I'm pretty sure yesterday was July. I'm sort of in disbelief we've already done the Halloween thing and that Thanksgiving is coming. That's when my older sister, Kelly is supposed to have her baby- then it's Christmas, then I'm fat, then I have a baby in April with Easter. It's going to be that quick.
Is it bad that with my pregnancies (this one and Hunters)- I have never had the urge for the baby to "get here already." Many of my friends, family members, and others have expressed this sentiment. I was thrilled to go 6 days late with Hunter. I just needed more time. The blessing inside this is that I haven't had some physical reason why I would need or want such baby to evacuate. So that's nice. I'm speaking more of the emotional readiness. Many people who plan and get pregnant are ready ready ready. Jason and I both need every minute of the 9 months we are allotted. I should say want. Like. Desire. Appreciate. We are realists I guess. I want this baby- but I know that Hunter probably won't. So on top of the nice sleepless nights when we've gotten used to Hunter's 11-12 hour nights- we'll have a 2.5 yr old with a fist some days. Those kind of things. I think I dread all transitions- no matter how joyful. Once it's here- it's here and you deal and you joy and you sorrow. The preparation... a beast emotionally.

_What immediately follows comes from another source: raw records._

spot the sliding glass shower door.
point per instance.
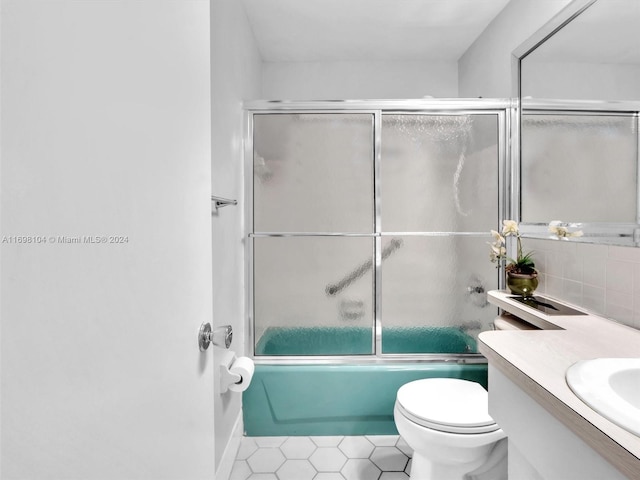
(368, 230)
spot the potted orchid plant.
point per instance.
(522, 276)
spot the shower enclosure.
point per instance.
(368, 226)
(368, 260)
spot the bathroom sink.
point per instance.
(610, 386)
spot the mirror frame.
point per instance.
(624, 234)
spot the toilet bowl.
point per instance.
(446, 423)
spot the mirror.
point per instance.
(578, 82)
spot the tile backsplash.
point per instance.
(603, 279)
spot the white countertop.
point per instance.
(537, 360)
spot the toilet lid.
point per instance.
(447, 404)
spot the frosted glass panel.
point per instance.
(439, 172)
(433, 294)
(313, 295)
(579, 168)
(313, 173)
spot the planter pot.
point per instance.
(523, 284)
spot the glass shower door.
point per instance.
(439, 199)
(313, 225)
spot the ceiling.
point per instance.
(606, 32)
(368, 30)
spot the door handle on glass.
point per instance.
(220, 336)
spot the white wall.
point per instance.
(105, 131)
(485, 68)
(235, 77)
(603, 279)
(359, 80)
(573, 80)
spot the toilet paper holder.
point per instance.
(227, 377)
(220, 336)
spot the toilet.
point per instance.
(447, 424)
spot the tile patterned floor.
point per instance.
(371, 457)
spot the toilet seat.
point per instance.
(447, 404)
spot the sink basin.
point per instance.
(610, 386)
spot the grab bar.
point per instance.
(219, 202)
(334, 288)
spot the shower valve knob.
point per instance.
(220, 336)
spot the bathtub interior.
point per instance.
(358, 340)
(342, 399)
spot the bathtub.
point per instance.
(345, 398)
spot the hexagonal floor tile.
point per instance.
(247, 448)
(240, 470)
(298, 448)
(327, 459)
(327, 441)
(266, 460)
(389, 459)
(359, 468)
(383, 440)
(329, 476)
(404, 447)
(356, 447)
(394, 476)
(296, 470)
(269, 442)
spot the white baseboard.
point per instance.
(223, 472)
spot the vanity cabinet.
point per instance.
(553, 435)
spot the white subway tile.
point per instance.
(619, 306)
(594, 271)
(593, 299)
(626, 254)
(620, 276)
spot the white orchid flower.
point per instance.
(561, 231)
(499, 239)
(510, 227)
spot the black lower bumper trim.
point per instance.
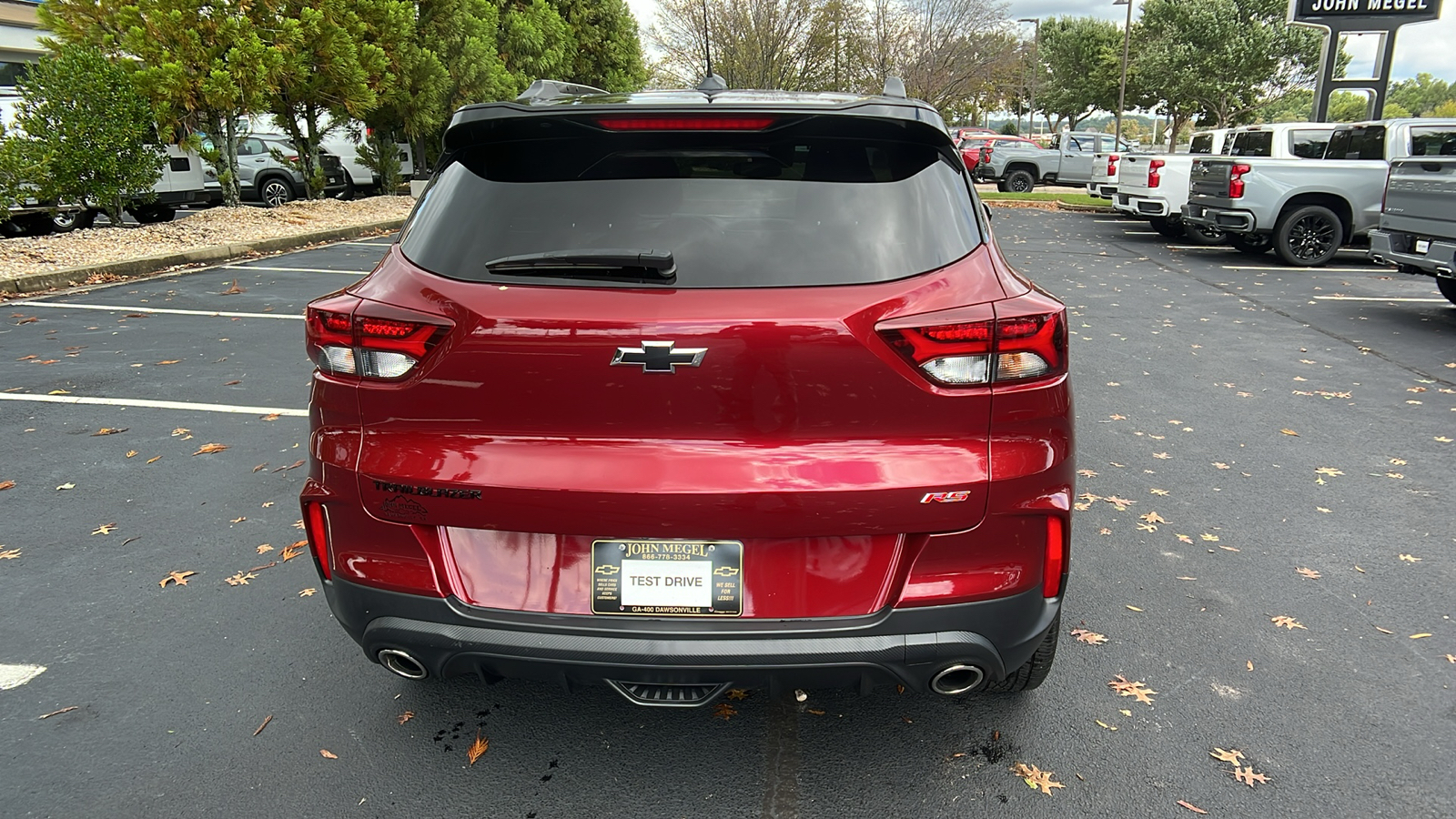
(893, 646)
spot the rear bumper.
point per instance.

Ooh- speaking of preparations. I need to make my appointment for my 20 week ultrasound. Hold please.
Ok, left a message. Kind of anti-climactic.

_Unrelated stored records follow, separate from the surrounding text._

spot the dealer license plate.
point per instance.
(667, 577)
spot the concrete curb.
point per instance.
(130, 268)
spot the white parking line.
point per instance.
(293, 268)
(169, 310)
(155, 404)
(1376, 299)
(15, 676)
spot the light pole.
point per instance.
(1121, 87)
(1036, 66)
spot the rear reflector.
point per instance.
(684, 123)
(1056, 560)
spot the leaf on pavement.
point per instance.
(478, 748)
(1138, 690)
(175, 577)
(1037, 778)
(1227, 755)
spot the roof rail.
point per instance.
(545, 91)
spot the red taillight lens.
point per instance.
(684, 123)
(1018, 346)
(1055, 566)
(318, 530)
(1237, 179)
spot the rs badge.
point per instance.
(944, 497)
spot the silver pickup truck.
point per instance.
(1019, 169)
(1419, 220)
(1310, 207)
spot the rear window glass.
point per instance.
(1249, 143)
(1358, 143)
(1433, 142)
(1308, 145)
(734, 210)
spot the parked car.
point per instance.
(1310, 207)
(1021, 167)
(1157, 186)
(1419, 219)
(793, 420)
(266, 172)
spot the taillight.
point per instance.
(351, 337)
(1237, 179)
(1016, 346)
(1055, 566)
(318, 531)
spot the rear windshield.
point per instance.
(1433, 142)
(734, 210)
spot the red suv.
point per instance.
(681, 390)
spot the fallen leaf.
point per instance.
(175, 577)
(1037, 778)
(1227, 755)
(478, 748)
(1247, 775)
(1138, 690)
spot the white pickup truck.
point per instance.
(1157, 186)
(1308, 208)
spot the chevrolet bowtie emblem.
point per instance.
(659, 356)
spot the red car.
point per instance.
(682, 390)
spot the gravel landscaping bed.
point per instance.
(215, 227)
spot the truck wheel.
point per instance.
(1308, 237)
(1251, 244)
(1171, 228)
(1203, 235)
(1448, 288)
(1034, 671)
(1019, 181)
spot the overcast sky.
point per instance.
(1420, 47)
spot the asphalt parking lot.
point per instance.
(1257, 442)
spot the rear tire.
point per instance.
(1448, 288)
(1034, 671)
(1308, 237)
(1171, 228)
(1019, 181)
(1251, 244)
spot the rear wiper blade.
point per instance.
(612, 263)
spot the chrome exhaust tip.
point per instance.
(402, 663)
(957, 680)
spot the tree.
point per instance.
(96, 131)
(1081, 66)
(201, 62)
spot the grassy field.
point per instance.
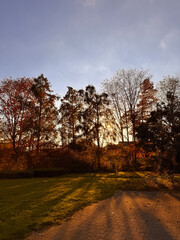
(31, 204)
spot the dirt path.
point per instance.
(128, 215)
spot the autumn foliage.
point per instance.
(130, 125)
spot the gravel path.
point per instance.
(128, 215)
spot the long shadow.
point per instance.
(148, 227)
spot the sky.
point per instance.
(80, 42)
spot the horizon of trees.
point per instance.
(129, 110)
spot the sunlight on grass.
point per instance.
(31, 204)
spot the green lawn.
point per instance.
(31, 204)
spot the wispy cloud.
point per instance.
(89, 3)
(170, 40)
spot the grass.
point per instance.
(31, 204)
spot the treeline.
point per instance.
(128, 125)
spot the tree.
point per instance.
(146, 101)
(69, 116)
(45, 113)
(15, 99)
(162, 130)
(96, 110)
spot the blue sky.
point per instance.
(80, 42)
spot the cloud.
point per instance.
(89, 3)
(171, 40)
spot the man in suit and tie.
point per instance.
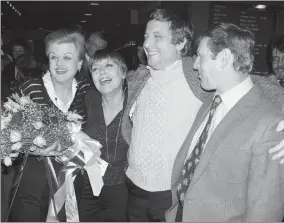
(223, 170)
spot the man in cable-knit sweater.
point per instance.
(164, 98)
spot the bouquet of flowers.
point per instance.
(28, 127)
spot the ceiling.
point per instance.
(51, 15)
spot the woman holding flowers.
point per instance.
(105, 108)
(58, 88)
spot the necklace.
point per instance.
(117, 134)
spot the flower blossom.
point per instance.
(5, 120)
(12, 106)
(15, 136)
(13, 155)
(7, 161)
(17, 146)
(38, 125)
(74, 117)
(39, 141)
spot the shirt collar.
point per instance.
(231, 97)
(167, 73)
(167, 68)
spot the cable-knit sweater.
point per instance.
(138, 81)
(159, 128)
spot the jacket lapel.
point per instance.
(229, 122)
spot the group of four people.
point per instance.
(165, 152)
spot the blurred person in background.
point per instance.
(59, 88)
(277, 58)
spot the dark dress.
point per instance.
(33, 195)
(111, 204)
(8, 81)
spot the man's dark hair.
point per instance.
(180, 28)
(277, 42)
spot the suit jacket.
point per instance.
(8, 81)
(138, 79)
(235, 178)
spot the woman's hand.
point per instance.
(278, 149)
(53, 150)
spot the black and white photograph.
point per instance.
(142, 111)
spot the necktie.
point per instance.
(193, 160)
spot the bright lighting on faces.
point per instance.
(64, 61)
(107, 76)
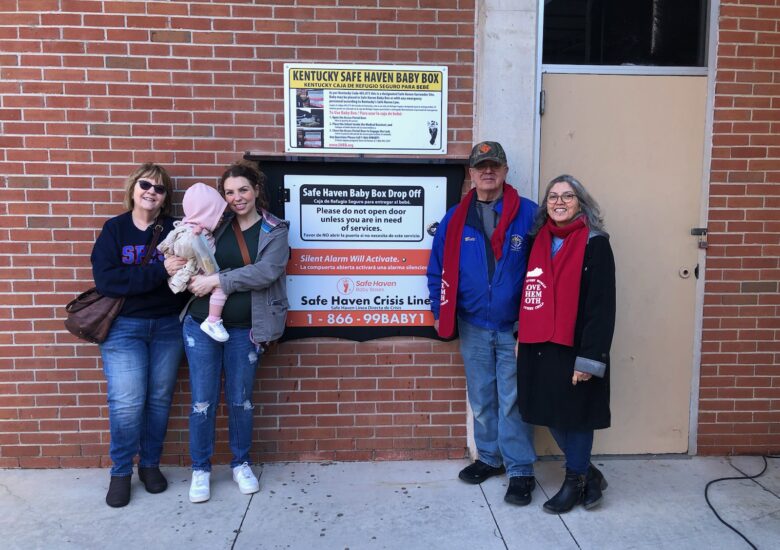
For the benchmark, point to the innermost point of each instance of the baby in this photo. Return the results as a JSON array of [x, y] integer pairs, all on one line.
[[203, 208]]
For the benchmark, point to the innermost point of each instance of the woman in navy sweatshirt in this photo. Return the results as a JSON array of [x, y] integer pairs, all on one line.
[[144, 347]]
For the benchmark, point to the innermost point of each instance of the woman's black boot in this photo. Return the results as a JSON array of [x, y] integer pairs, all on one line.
[[569, 495], [595, 482], [118, 491]]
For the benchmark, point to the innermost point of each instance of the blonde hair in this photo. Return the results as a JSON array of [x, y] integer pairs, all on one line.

So. It's November, people. I am still on hold for subbing, on nearly a year's hold for CPE, and even semi-on hold for a doctor's appointment. I'm teaching a class on the beatitudes at our church for the next 3 weeks, which I'm nervous/excited about. It's good stuff- Jesus has some seriously kickin ideas. Question is- I can't compete with the sermon on the mount- so God's going to need to give me some wisdom on how to "re-present" this info here. I get to go back to yoga Thursday nights for the next few weeks- also exciting. I am working lots of childcare hours at the church- so trying to bring home some bacon (or veggie-sausages). I keep feeling the itch to preach- so maybe I'll get the chance. I keep dropping hints that it's been a dream of mine to preach in advent pregnant. We'll see. I have Lily today and tomorrow and then she's off to a real day care.

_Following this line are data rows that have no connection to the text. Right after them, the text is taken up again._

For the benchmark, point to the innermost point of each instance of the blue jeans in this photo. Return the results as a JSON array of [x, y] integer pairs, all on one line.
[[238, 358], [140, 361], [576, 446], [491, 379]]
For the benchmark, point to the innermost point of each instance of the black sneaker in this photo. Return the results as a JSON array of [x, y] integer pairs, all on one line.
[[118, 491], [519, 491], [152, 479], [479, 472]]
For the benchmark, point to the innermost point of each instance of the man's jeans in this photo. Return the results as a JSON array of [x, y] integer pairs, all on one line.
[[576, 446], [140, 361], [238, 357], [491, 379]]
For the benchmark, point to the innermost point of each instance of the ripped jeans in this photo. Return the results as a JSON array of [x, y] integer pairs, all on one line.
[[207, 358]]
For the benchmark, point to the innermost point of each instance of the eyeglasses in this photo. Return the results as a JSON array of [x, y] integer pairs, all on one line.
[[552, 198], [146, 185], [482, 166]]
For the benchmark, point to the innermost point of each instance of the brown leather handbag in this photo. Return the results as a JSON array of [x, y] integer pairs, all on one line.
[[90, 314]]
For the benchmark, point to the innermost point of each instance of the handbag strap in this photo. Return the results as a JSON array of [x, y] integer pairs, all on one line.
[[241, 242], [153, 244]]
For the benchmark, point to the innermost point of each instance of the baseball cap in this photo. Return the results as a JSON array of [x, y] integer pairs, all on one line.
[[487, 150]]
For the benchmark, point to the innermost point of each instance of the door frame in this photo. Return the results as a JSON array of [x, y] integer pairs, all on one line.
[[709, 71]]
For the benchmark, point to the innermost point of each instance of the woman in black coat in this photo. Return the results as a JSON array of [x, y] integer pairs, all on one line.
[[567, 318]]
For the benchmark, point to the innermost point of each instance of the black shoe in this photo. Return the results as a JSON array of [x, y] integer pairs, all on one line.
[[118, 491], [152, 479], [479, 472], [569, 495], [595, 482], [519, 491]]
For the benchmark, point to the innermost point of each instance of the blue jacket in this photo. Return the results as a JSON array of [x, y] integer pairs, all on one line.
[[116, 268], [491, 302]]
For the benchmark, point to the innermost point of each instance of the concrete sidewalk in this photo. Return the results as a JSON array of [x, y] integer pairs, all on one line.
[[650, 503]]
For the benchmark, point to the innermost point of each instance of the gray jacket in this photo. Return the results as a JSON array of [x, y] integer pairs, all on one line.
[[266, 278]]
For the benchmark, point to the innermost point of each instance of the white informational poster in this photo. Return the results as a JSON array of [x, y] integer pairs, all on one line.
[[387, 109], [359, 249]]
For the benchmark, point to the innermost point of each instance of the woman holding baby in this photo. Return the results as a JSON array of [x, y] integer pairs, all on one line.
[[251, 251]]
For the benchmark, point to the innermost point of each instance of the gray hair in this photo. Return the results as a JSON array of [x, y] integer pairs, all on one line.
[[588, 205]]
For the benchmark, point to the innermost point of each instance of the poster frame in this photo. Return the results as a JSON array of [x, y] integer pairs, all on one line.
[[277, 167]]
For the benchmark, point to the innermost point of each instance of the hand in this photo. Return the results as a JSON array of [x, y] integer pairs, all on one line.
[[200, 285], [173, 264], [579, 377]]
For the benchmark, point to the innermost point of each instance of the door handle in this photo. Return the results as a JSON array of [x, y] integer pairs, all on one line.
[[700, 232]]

There is a very high chance thatt I am going to dip into savings and treat myself to some fall cleaning. The following things need to be scrubbed: my house, my dog, my son's carpet, my car, my hubby's truck. I just really feel like if all those were professionally scrubbed, I'll feel a little better about the Christmas clutter.
OK- I'm going to go think about the beatitudes.